In questo scenario, l’intelligenza artificiale è destinata a sostituire molte professioni, sia ripetitive che intellettuali, tanto che uno studio del Dipartimento del Lavoro statunitense prevede che chi inizia adesso il percorso scolastico, una volta terminati gli studi, svolgerà al 64% una professione che ancora non è stata inventata. Ad oggi, in effetti, non abbiamo sviluppato a riguardo una “coscienza”, in quanto non abbiamo maturato una consapevolezza sulle conseguenze dell’intelligenza artificiale che è prevalentemente in mano ai privati.
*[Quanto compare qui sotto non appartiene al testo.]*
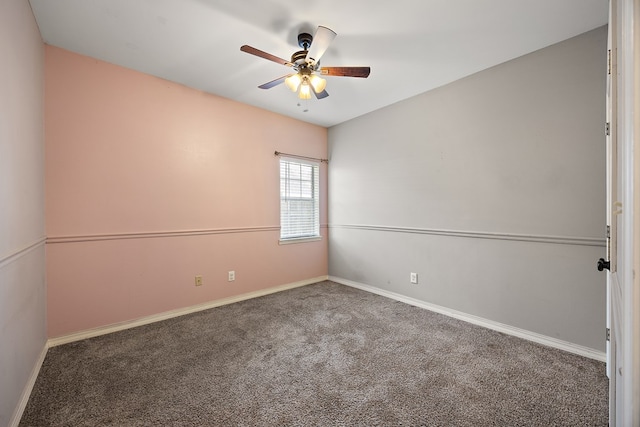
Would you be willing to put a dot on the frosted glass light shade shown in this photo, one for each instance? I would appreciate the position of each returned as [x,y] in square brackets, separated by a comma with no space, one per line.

L’attuale disagio esistenziale proviene da lontano, come dimostra la dilatazione del disagio nella società, con l’aumento esponenziale dei disturbi psicologici e psichiatrici.
Il disagio sociale si manifesta e si espande a livello digitale ed ha marcati risvolti politici. Gli esempi sono numerosi come evidenziano gli esiti delle controverse primavere arabe, i tentativi di condizionamento elettorale in numerose nazioni, le rivelazioni di Wikileaks che dimostrano lo scarto tra dichiarazioni ufficiali dei governi e comportamenti reali, il terrorismo che viene amplificato dalla Rete come conferma il caso dell’Isis, il protagonismo della criminalità nel web con i crescenti crimini informatici.
Occorre, pertanto, un sistema che tuteli il diritto dei cittadini alla sicurezza, concetto ampio che comprende non solo la sicurezza fisica intesa come controllo dei confini, ma anche quella ambientale, sociale, alimentare e sanitaria. In tale scenario l’attività di intelligence orientata alla sicurezza diventa ancora più rilevante.
Esaminando il contesto italiano, va ricordato che un giovane su quattro tra i 15 e i 29 anni non studia e non lavora, comportando un costo annuo per la collettività nazionale di circa 36 miliardi di euro.
Inoltre, prima della pandemia più di un quinto dei nostri connazionali aveva difficoltà a pagare le spese mediche e più di cinque milioni e mezzo, negli ultimi tre anni, si sono indebitati per pagare le spese sanitarie. Tali indicatori evidenziano un malessere economico profondo. A questo si deve aggiungere la disoccupazione giovanile, molto elevata nelle regioni meridionali, che alimenta le mafie.
La prevalente dimensione digitale comporta, quindi, la necessità di una cyber education che deve essere intesa come un insieme di saperi da insegnare obbligatoriamente nelle scuole, poiché, come ricordava Robert David Steele, “la forza maggiore di una nazione è rappresentata da una cittadinanza istruita”.
In un certo senso, il disagio sociale si potrebbe considerare il paradigma interpretativo della realtà contemporanea, in quanto costituisce la manifestazione più evidente della crescente disuguaglianza globale. Pertanto, se il disagio sociale diventasse fuori controllo diventerebbe un problema fondamentale di sicurezza nazionale, in quanto determinerebbe gravi ripercussioni sulla credibilità e sulla stabilità delle istituzioni. E tutto questo richiede la necessaria attività preventiva dell’intelligence.
Molto dipenderà dal reale impatto delle misure del Pnrr, augurando che non si risolva in propaganda e distrazione di massa, perché invece rappresenta l’occasione per realizzare interventi concreti e strutturali, soprattutto nelle regioni meridionali.